The Europeana SPARQL endpoint#

Europeana is an initiative of the European Union aimed at enhancing the digital access to the collections of more than 3000 cultural heritage institutions acress Europe. Over the past few years, more than 50 million objects have been accumulated from these institutions. On the platform, users can find detailed information about a wide variety of cultural heritage artefacts, including paintings, books, music, and videos and audio files. The metadata that have been collected can also be searched using SPARQL on Europeana’s SPARQL endpoint, available at http://sparql.europeana.eu/.

The cell below defines the SPARQL endpoint and creates a function to run queries against this endpoint.

from SPARQLWrapper import SPARQLWrapper, JSON
from IPython.core.display import display, HTML
import pandas as pd
import re

import ssl

try:
    _create_unverified_https_context = ssl._create_unverified_context
except AttributeError:
    pass
else:
    ssl._create_default_https_context = _create_unverified_https_context

endpoint = 'http://sparql.europeana.eu/'
sparql = SPARQLWrapper(endpoint)

def run_query(sparql_query):
    sparql.setQuery(sparql_query)
    sparql.setReturnFormat(JSON)
    data = sparql.query().convert()
    df = pd.json_normalize(data['results']['bindings'])  
    return df
    
def print_results(df):
    for i,row in df.iterrows():
        for column in df.columns:
            if re.search('value$' , column):
                print( f'{column} => {row[column].strip()}' )
        print('-------')

Before you start to work with the Europeana data, it is useful to familiarise yourself with the Europeana data model.

The model can be visualised as follows:

A central resource in the datamodel is edm:providedCHO.

This edm:providedCHO is part of two ore:Aggregations. There is a local ore:Aggregation, next to an edm:EuropeanaAggregation. Europeana makes a distinction between the metadata that are supplied by the local data provider on the one hand, and the metadata that has been added by Europeana on the other.

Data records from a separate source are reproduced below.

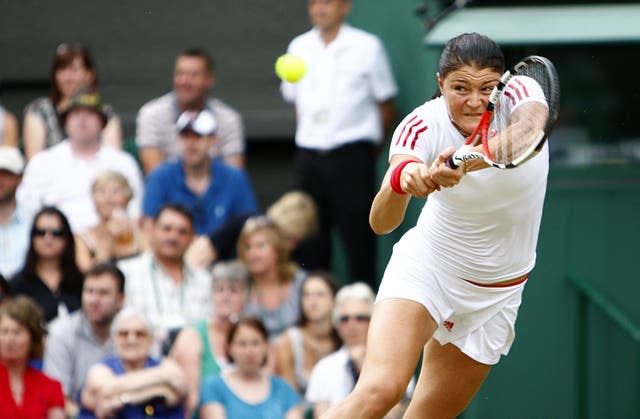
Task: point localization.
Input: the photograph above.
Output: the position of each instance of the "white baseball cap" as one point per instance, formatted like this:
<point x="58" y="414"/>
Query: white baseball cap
<point x="202" y="123"/>
<point x="11" y="160"/>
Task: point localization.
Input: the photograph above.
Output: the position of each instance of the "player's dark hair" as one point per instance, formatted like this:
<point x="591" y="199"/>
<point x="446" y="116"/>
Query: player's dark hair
<point x="200" y="53"/>
<point x="470" y="49"/>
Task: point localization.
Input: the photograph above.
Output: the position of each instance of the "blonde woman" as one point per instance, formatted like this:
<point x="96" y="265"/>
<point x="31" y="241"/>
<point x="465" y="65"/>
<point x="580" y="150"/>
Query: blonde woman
<point x="274" y="293"/>
<point x="116" y="236"/>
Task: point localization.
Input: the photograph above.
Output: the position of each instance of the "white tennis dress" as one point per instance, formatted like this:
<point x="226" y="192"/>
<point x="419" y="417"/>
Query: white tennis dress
<point x="485" y="230"/>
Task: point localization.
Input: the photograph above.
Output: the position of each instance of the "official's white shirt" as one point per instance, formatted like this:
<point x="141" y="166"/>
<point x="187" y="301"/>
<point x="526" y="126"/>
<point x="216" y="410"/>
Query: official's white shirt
<point x="56" y="176"/>
<point x="337" y="99"/>
<point x="485" y="228"/>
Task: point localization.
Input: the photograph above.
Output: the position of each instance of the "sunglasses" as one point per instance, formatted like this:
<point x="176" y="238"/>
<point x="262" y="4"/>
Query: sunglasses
<point x="69" y="48"/>
<point x="136" y="333"/>
<point x="41" y="232"/>
<point x="360" y="318"/>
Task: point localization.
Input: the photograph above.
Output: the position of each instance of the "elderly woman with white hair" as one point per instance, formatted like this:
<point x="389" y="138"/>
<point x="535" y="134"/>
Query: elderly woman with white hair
<point x="132" y="384"/>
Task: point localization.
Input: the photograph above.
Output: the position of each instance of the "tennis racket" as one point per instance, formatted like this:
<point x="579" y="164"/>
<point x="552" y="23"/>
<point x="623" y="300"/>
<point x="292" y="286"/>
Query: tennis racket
<point x="522" y="133"/>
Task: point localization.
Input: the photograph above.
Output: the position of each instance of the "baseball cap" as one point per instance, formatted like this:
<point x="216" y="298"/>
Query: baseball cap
<point x="203" y="123"/>
<point x="86" y="100"/>
<point x="11" y="160"/>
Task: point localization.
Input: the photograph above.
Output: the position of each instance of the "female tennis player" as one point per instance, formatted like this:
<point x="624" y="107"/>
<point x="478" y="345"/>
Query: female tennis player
<point x="454" y="283"/>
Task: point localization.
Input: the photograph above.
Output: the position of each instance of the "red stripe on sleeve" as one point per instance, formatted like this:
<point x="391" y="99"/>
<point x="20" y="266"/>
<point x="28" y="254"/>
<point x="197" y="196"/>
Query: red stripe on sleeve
<point x="406" y="137"/>
<point x="417" y="134"/>
<point x="524" y="87"/>
<point x="404" y="128"/>
<point x="510" y="96"/>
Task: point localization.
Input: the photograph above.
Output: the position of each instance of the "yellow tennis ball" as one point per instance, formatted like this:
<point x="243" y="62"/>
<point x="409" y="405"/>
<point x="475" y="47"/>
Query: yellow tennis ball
<point x="290" y="68"/>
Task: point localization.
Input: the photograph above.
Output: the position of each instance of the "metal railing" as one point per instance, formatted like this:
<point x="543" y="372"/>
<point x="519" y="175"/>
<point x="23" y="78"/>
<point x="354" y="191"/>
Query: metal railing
<point x="589" y="294"/>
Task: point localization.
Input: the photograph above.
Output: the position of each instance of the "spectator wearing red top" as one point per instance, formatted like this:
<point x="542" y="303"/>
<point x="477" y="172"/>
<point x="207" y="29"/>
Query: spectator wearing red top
<point x="24" y="391"/>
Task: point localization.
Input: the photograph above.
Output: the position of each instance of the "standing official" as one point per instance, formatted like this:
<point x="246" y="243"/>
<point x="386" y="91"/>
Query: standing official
<point x="344" y="108"/>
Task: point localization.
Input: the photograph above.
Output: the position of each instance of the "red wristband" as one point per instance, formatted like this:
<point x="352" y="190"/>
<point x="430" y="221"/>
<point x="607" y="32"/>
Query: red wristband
<point x="394" y="180"/>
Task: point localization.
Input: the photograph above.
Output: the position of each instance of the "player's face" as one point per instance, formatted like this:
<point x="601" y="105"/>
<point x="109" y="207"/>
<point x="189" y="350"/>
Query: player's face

The term ‘Aggregation’ is taken from the Object Reuse and Exchange vocabulary, which was developed to describe compound digital objects.

Both aggregations contain ore:Proxy resources. These ore:Proxy resources contain most of the descriptive metadata about the heritage objects. The ‘local’ Proxy (i.e. the ore:Proxy resource connected to ore:Aggregation) contains most of the metadata that have been supplied by the contributing instution. The ore:Proxy resource connected to the edm:EuropeanaAggregation contains some additional metadata.

More detailed information about the Europeana Data Model can be found in the Primer.

The explanation of this model may have seemed slightly complicated, but, to work with the Europeana data, you mainly need to know the predicates that are available for these various resources.

The ore:Proxy in the ore:Aggregation is described using the following properties:

  • dc:title

  • dc:creator

  • dc:relation

  • dc:type

  • dcterms:created

  • dcterms:extent

  • dc:publisher

  • dc:identifier

  • dc:created

  • dc:source

  • edm:type

  • dc:coverage

  • dc:description

  • dc:format

  • dc:language

  • dc:subject

  • dcterms:isPartOf

  • dcterms:spatial

You can use these predicates to search metadata harvested from the local data provider.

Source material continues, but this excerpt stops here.